Afin de proposer une expérience authentique, chaque portrait est accompagné d’un audio dans lequel le sujet raconte son parcours et les discriminations auxquelles il a été confronté. Anglais, français ou langues maternelles, les langues sont multiples et permettent au photographe de supprimer un filtre en donnant vie aux expressions et aux voix : “J’aime le travail sur le récit qui donne de la validité à leur parole”, confie Sophie, bénévole à Didac Ressources, l’une des associations fondatrices de Massalia Vox.
L’exposition se découpe en trois volets.
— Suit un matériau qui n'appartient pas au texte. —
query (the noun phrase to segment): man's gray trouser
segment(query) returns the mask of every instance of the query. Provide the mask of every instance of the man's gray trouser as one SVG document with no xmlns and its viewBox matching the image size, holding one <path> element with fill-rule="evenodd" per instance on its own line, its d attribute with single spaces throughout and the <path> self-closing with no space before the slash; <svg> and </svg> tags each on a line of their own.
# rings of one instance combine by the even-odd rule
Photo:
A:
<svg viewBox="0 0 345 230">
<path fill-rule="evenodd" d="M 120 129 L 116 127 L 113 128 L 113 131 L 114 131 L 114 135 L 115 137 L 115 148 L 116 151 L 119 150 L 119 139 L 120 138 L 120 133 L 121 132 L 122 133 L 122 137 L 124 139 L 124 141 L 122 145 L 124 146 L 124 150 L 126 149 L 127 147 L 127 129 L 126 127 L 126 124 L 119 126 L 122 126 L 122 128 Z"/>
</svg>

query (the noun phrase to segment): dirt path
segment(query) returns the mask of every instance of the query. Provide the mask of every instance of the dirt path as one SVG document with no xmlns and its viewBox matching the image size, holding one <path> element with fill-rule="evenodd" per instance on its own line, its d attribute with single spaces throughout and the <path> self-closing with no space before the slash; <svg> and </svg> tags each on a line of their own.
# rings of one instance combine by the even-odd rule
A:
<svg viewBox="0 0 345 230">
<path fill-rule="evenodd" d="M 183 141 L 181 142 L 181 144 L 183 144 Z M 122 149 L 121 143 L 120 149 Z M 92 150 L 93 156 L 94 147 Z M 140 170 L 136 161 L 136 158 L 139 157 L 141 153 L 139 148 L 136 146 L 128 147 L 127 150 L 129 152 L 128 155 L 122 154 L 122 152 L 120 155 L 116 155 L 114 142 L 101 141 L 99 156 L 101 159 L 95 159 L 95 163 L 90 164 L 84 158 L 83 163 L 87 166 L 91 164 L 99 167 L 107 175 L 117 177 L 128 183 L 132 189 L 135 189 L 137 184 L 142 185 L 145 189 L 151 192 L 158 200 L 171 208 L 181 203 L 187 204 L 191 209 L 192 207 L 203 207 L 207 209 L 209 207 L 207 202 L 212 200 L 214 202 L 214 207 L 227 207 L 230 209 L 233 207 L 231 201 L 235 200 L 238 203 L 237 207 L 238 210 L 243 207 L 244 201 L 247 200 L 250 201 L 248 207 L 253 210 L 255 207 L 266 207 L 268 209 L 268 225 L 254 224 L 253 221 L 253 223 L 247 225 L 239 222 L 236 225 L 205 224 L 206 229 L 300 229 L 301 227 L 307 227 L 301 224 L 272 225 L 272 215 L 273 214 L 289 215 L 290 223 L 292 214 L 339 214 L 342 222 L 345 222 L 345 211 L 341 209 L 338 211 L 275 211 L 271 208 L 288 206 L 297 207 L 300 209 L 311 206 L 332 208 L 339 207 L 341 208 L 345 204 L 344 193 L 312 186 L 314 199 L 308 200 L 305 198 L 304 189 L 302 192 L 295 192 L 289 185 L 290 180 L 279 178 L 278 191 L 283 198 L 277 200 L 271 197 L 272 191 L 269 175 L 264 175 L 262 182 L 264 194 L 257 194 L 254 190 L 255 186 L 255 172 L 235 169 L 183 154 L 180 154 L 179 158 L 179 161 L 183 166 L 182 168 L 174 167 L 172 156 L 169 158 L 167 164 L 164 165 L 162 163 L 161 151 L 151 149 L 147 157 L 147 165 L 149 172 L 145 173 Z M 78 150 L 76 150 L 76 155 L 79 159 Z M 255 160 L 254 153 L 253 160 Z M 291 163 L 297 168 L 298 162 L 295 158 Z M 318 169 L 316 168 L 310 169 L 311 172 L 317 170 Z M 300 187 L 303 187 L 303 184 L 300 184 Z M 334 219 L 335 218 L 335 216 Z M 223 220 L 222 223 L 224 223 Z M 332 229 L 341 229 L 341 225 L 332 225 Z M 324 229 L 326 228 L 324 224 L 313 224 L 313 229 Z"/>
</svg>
Le premier, intitulé “c’est la fête”, plonge le visiteur dans le réveillon de noël du CADAAG de la rue Saint Basile à Marseille. Ce projet de squat légal et autogéré soutenu par l‘AUP (Association des usagers de la plateforme d’accueil des demandeurs d’asile) a accueilli pendant 2 ans et jusqu’en mars dernier des personnes demandeuses d’asiles. Si leurs parcours est souvent fait de violence, ces photos témoignent de la joie que procurent ces initiatives, notamment dans le fait d’avoir un pied à terre pour partager des moments de fêtes.
Le deuxième volet, nommé “Iels”, capture l’ambiance d’un pique-nique organisé à l’occasion de l’Eid el Fitr par des membres et bénéficiaires du projet Sindiane, qui propose des ateliers pour les femmes et les personnes LGBTQIA+ en exil. Chaque photo, co-créée avec les sujets, laisse ressortir la personnalité de chacun.e. Sur l’un des clichés, Marta est allongée sur l’herbe avec une amie, la photo a été prise sur le vif. Sur une autre photo, Nada pose avec décontraction et réserve. “Elles tordent le cou aux clichés”, explique Adel Nouar, racontant l’amitié qui lie Anna, d’origine russe aux cheveux roses, et Faiza soudanaise portant le voile, qui partagent de nombreux projets au sein de l’association.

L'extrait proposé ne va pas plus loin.